By the time a small business is ready to hire, it is also ready for professional accounting and/or payroll. Dallas-based BenefitMall advises small business owners to have some good discussions with an accountant before making that first hire. An accountant is the most qualified individual to explain all the tax considerations.
With all that said, let us take a look at some of the basic rules governing small business owners who hire family members. Remember that a small business can be operated as a sole proprietorship, partnership, or corporation.
Hiring a Spouse
Hiring a spouse is probably the most common form of employing family members. The tax implications of doing so start with determining how a business is organized. For sole proprietors, things are fairly straightforward.
Assuming that the couple has a joint bank account into which all business proceeds flow, taxation is relatively simple. As sole proprietors, all business income is considered personal income with no regard for how it was produced. If the couple files jointly, they jointly pay all income and self-employment taxes. Self-employment tax covers FICA. Sole proprietors do not pay FUTA.

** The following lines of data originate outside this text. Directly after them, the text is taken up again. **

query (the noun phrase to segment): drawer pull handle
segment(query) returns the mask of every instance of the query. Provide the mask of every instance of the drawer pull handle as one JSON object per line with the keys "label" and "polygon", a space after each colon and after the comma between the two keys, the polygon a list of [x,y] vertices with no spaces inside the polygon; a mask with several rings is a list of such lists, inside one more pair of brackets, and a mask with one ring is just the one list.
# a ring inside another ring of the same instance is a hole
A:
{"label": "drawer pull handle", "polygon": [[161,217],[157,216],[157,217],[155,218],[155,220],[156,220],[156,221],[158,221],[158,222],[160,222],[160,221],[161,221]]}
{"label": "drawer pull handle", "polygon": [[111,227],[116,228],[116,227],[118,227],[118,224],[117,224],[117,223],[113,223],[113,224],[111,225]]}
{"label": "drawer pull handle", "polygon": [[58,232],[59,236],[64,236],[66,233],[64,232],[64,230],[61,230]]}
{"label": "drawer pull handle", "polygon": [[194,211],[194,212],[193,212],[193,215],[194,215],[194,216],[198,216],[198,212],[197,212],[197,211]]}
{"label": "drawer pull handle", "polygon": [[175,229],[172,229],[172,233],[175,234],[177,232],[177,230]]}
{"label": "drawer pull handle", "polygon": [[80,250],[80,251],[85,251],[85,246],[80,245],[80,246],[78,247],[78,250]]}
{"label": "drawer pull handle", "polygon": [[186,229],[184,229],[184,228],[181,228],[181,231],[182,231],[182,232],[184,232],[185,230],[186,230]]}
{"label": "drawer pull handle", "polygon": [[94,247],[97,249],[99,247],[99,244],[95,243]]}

If the couple files separately, records must be kept of how much the spouse actually earns. Taxes would be withheld from the spouse’s paycheck and paid along with the company’s share. For partnerships and corporations, taxes are treated the same way. The spouse receives a weekly paycheck from which income tax, FICA, and FUTA are all withheld.
Hiring a Child or Parent
Things are a little less straightforward when small businesses hire children or parents. Children under the age of 18 must pay income tax on their earnings. They do not pay FICA or FUTA. FICA kicks in only when the child turns 18. As for FUTA, that depends on certain circumstances that may or may not be applicable. For example, a child over the age of 21 pays FUTA if the employer is organized as a corporation, partnership, or estate.

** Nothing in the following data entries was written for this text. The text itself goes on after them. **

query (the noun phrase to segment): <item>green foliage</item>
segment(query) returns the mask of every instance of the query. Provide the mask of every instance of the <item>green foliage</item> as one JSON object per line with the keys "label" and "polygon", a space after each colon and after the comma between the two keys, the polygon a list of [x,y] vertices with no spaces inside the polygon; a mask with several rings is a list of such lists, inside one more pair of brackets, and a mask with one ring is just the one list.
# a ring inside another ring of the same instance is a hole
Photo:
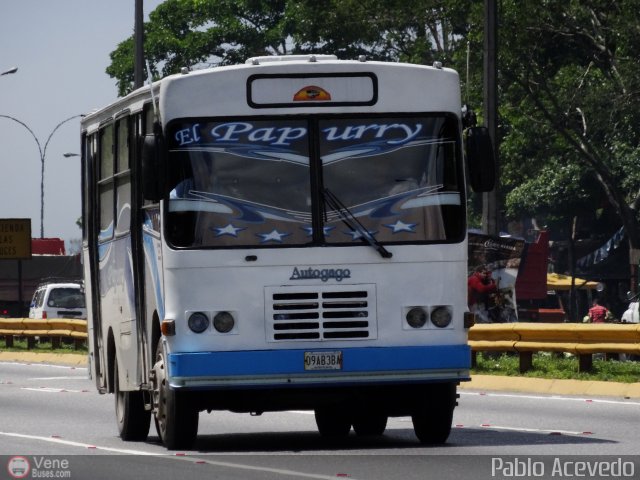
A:
{"label": "green foliage", "polygon": [[[284,0],[166,0],[145,23],[146,60],[154,77],[164,77],[182,67],[289,53],[284,12]],[[119,95],[132,89],[133,50],[131,37],[111,53],[107,73],[118,79]]]}
{"label": "green foliage", "polygon": [[[3,342],[4,343],[4,342]],[[86,355],[87,346],[76,348],[75,341],[64,340],[60,344],[60,348],[54,349],[50,340],[38,340],[32,349],[28,348],[25,338],[17,338],[13,342],[13,347],[2,346],[2,352],[32,352],[32,353],[74,353],[77,355]]]}
{"label": "green foliage", "polygon": [[[529,180],[507,195],[507,213],[519,216],[544,215],[553,220],[577,215],[593,207],[594,198],[585,170],[575,163],[550,161]],[[558,202],[562,199],[562,210]]]}
{"label": "green foliage", "polygon": [[597,380],[635,383],[640,381],[640,363],[636,361],[605,360],[603,356],[593,360],[592,372],[578,372],[578,359],[572,355],[557,356],[552,353],[535,353],[533,369],[521,374],[517,355],[478,354],[477,375],[508,375],[531,378]]}
{"label": "green foliage", "polygon": [[[145,24],[154,76],[182,67],[231,65],[260,55],[332,53],[339,58],[439,60],[464,65],[468,15],[456,0],[166,0]],[[125,95],[133,82],[133,37],[111,53],[107,73]]]}
{"label": "green foliage", "polygon": [[561,218],[605,196],[637,240],[639,15],[632,2],[502,2],[509,215]]}
{"label": "green foliage", "polygon": [[294,40],[340,58],[450,65],[469,30],[473,2],[301,0],[288,2],[298,25]]}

Moving on to parents, taxes are paid in a similar fashion. Parental pay is subject to both income and FICA tax withholding. Parents do not pay FUTA. Also, note that there is an exemption for FICA when parents are employed: it is not collected on domestic work – at least under most circumstances. It is only collected on work done for the child’s business.
There is one exception to this exemption. If a parent is hired to provide supervised care for another family member, FICA should be withheld from their parent’s paycheck provided all three of the following conditions are true:
- There must be at least one child or stepchild living in the home.

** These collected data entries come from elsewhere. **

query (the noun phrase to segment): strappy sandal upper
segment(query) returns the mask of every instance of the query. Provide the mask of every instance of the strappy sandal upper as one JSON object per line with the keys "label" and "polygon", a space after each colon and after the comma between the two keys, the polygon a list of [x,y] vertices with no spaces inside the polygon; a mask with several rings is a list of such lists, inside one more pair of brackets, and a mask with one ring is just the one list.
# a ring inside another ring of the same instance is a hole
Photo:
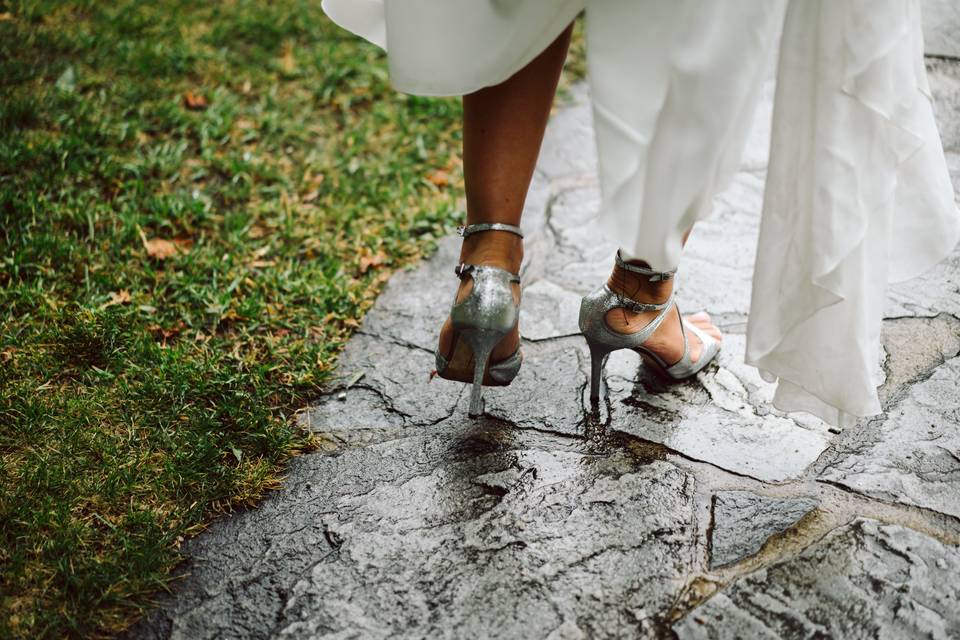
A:
{"label": "strappy sandal upper", "polygon": [[[676,269],[670,271],[656,271],[647,267],[635,264],[629,264],[617,252],[616,264],[618,267],[636,273],[647,278],[650,282],[660,282],[670,280],[676,277]],[[701,371],[720,351],[720,342],[713,338],[693,324],[680,318],[681,334],[683,335],[683,355],[680,360],[673,364],[668,364],[650,349],[644,347],[644,343],[656,332],[663,324],[667,314],[672,308],[676,307],[676,295],[674,292],[666,301],[652,304],[631,300],[612,289],[607,284],[585,296],[580,304],[580,331],[583,333],[590,347],[590,353],[593,360],[591,368],[591,398],[599,397],[600,377],[603,372],[603,365],[606,362],[607,355],[612,351],[619,349],[632,349],[644,356],[662,373],[673,380],[683,380],[689,378]],[[627,309],[635,313],[648,311],[658,311],[659,313],[646,326],[635,333],[619,333],[607,325],[607,314],[614,309]],[[680,314],[677,308],[677,314]],[[690,356],[690,342],[687,337],[687,330],[700,340],[702,349],[700,357],[693,362]]]}
{"label": "strappy sandal upper", "polygon": [[[463,238],[482,231],[506,231],[523,238],[519,227],[499,222],[472,224],[457,230]],[[461,280],[469,277],[473,280],[473,287],[463,300],[455,300],[450,309],[450,321],[455,332],[453,351],[447,358],[437,349],[437,374],[448,377],[454,362],[463,368],[469,364],[464,360],[467,357],[471,359],[473,387],[470,415],[475,416],[483,412],[482,385],[509,384],[520,370],[522,355],[519,347],[504,360],[489,362],[493,348],[513,330],[519,319],[520,307],[513,296],[513,285],[520,283],[520,276],[499,267],[469,263],[458,264],[454,273]],[[463,351],[459,344],[461,339],[469,346],[469,353]]]}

- The employer must be a widow, widowed, divorced, or living with a spouse not physically or mentally capable of caring for a dependent child or stepchild for at least four consecutive weeks.
- The child or stepchild being cared for is either under 18 or, due to a physical or mental condition, requires personal care for at least four continuous weeks.
As you can see, there are quite a few tax implications that come with hiring family members to work in a small business. Again, accountants and payroll professionals should be consulted whenever there are questions.